Adesso che gli acquisti sono telematici e viaggiano più nell’etere che lungo le strade o sui binari, l’antica e mai dimenticata umanità di Carlino, e la dimensione perennemente sformata della sua grande valigia chiusa a fatica, continuano a dirci che il commercio è nato nella notte dei tempi come prima forma di comunicazione e libertà sociale, sviluppandosi tra uomo e uomo per centinaia di stagioni, poiché comprare e vendere non sono altro che le due facce di una stessa medaglia chiamata progresso.

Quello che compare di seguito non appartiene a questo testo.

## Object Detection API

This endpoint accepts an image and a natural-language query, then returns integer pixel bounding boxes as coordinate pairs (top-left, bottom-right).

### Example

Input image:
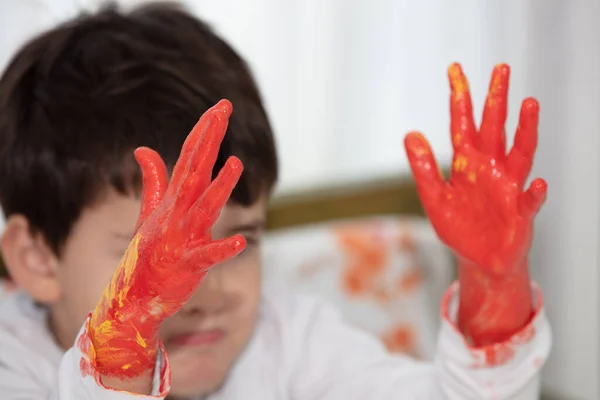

Il vicoletto che, in tempi lontani ma non troppo, ospitava la sua gloriosa attività si chiamerebbe – secondo i beninformati – vicolo del Popolo numero 1. Ed è cosa buona e giusta, poiché con il Popolo non si scherza. Però, visto che se c’è un Popolo numero 1, da qualche parte dev’esserci un Popolo numero 2, il che parrebbe confermare taluni dubbi serpeggianti sull’imparzialità della nostra democrazia, viene naturale proporre ai padroni del vapore cittadino di sparigliare le carte e dare a Carlino quel che è suo: l’intitolazione del mitico vicoletto come ‘vicolo di Carlino’. Con il risultato aggiuntivo di restituire alla città un vicolo del Popolo senza antipatiche preferenze numeriche. All’imbrunire tornava Carlino da Roma e sulla Rupe era come sentire affiorare dai cubetti acciottolati una voce melodiosa e rassicurante, capace di sgorgare dai secoli infiniti della storia cittadina. E quella voce diceva, agli orvietani distratti e a quelli con l’orecchio in attesa dell’acquisto tanto agognato: ‘Sono le sette e tutto va bene, si chiudono i battenti e per ogni ulteriore richiesta se ne riparla domani’.